KBA : Não tive a experiência de trabalhar com alguém tão sintonizado com o processo [como Regina]. A calma que ela tinha, e como ela sabia quando vir e o quanto dizer. Nunca me senti bombardeado. Às vezes você terá diretores muito bons, mas eles não entendem de atuação. Há um certo idioma que você precisa, caso contrário, o resto do tempo você está traduzindo. Com Regina, nunca precisei traduzir. Ela lhe dá um pequeno empurrão e uma direção, e então você vai embora. Ela tirou o melhor de mim. Eu nunca me senti tão livre no set.

AH : Kingsley fez a pesquisa para apresentar um lado diferente de Malcolm. E Regina realmente se concentrou na vulnerabilidade desses homens. Nós mostramos isso aqui, e isso dá a você um novo respeito por quem eles eram e pelo que eles realizaram.

POR EXEMPLO : Eu só quero reiterar tudo o que esses irmãos estão dizendo. Para mim, eu já tinha cavado no papel de Cassius, o que pode ser bom e ruim porque essa é uma história diferente. Ela tinha uma visão muito clara da história e do momento que estava tentando contar. Muito da direção que recebi dela foi: “Quem sou eu nesta história? Onde estou agora?” Certificando-se de que você está no filme certo. Quando você tem quatro entidades diferentes que podem ser seu próprio filme, essa capacidade de garantir que todos estejam no mesmo filme é essencial.

ISTO : O cinema é uma coisa tão colaborativa. Vindo do teatro, eu sabia que quando alguém que eu admirava estava no teatro, eu tinha algum controle sobre sua experiência naquela noite. Com o filme que aprendi, com o pouco mais de um punhado de filmes que fiz, você realmente deixa esse controle ir. Regina cuidou de nós no dia. Ela cuidou de nós na sala de edição. O que ela nos deu de volta é tão lindo. E de muitas maneiras melhor do que eu poderia ter imaginado.

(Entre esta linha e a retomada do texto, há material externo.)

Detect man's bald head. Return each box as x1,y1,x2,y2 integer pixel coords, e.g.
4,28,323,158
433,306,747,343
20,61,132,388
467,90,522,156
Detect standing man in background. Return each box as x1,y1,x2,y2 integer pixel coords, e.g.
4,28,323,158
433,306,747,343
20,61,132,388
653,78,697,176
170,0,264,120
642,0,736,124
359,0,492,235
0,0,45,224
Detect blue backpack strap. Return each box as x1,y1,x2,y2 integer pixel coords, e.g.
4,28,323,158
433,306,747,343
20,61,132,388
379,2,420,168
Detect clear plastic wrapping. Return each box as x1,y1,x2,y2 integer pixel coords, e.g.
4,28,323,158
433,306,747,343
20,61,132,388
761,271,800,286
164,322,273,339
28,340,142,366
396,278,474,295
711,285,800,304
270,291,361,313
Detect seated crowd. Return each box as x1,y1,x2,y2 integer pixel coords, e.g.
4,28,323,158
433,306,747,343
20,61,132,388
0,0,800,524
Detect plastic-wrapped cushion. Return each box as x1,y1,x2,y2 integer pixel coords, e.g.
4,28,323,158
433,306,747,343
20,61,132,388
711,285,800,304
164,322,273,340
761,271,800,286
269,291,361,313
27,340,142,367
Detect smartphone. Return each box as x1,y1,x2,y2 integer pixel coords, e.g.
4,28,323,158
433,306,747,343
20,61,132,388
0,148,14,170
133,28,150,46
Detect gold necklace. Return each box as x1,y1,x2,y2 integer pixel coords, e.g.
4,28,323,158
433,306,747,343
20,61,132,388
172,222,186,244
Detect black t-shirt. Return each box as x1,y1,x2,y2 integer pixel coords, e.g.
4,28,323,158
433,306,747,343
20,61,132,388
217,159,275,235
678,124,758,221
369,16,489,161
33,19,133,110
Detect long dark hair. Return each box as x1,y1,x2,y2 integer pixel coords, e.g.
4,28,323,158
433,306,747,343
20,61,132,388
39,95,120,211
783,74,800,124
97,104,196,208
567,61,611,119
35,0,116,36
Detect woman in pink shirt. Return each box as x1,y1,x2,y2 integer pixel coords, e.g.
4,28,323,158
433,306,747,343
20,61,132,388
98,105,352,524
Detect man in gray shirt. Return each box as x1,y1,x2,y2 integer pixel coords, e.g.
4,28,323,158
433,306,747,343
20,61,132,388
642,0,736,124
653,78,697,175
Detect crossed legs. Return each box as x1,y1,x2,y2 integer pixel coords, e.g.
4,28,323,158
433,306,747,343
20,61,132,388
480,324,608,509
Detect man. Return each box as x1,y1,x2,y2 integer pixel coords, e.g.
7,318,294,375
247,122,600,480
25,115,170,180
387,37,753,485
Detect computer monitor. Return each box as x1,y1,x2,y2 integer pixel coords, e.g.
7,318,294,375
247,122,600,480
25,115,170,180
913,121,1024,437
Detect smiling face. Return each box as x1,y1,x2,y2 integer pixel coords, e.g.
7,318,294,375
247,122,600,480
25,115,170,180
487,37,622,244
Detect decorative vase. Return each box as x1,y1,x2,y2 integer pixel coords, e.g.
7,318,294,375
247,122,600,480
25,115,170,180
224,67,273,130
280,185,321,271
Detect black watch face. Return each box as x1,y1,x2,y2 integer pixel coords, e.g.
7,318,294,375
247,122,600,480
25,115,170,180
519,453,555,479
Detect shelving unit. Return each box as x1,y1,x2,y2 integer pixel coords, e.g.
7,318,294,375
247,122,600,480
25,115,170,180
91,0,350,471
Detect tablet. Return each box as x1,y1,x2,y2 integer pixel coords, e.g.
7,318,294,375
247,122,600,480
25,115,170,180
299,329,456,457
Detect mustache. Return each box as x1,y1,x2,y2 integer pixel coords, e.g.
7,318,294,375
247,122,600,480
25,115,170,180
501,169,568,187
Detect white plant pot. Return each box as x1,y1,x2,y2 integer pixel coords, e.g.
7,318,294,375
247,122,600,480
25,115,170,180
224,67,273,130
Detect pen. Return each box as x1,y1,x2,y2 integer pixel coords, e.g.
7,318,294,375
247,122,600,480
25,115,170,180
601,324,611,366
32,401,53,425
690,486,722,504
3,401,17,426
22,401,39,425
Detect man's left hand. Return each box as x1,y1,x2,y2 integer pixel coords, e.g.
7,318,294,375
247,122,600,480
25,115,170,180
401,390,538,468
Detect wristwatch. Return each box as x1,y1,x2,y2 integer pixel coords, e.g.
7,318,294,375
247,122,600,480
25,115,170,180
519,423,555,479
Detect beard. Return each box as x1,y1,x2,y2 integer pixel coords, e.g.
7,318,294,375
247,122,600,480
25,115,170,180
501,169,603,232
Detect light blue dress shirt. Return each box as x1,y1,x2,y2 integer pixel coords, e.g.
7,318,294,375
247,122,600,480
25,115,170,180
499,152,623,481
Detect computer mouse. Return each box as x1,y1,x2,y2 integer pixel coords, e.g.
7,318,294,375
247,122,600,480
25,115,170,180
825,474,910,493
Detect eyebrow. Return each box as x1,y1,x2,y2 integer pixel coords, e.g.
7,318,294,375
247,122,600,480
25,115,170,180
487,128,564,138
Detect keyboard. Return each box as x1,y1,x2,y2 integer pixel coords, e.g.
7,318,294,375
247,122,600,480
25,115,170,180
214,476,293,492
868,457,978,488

Regina King com Kingsley Ben-Adir no set de 'One Night in Miami'

Em “One Night in Miami” há tantas conversas que nós, como negros, estamos acostumados a ter. O filme é quase como uma barbearia em um quarto de hotel. Quanto peso você sentiu tentando traduzir essas conversas francas?

POR EXEMPLO : Não senti peso. Porque o peso para mim é como um fardo. Eu senti emoção. Essa é a coisa que eu amei tanto no roteiro: não era a mesma cinebiografia antiga. Não começou quando ele era criança, em algum lugar, em alguma circunstância difícil, e então ele começou a crescer. Dentro ' Mas ”, esta noite [25 de fevereiro de 1964] acontece nesse filme. Mas está aqui, e então se foi. Isso é o que você perde quando tenta colocar a vida de alguém – como Malcolm X ou Cassius Clay – em duas horas. A coisa bonita sobre isso é que você pode mergulhar fundo e descompactar um momento carregado e ver o quanto a vida é em uma conversa. Por exemplo, você pode fazer um filme sobre o dia Nelson Mandela sai da prisão. Você pode fazer um filme sobre toda a vida dele, ou você pode fazer um filme sobre isso um dia, porque isso é o suficiente para um filme. Deliciei-me com a oportunidade de poder contar esta história, que julgo necessária e bela.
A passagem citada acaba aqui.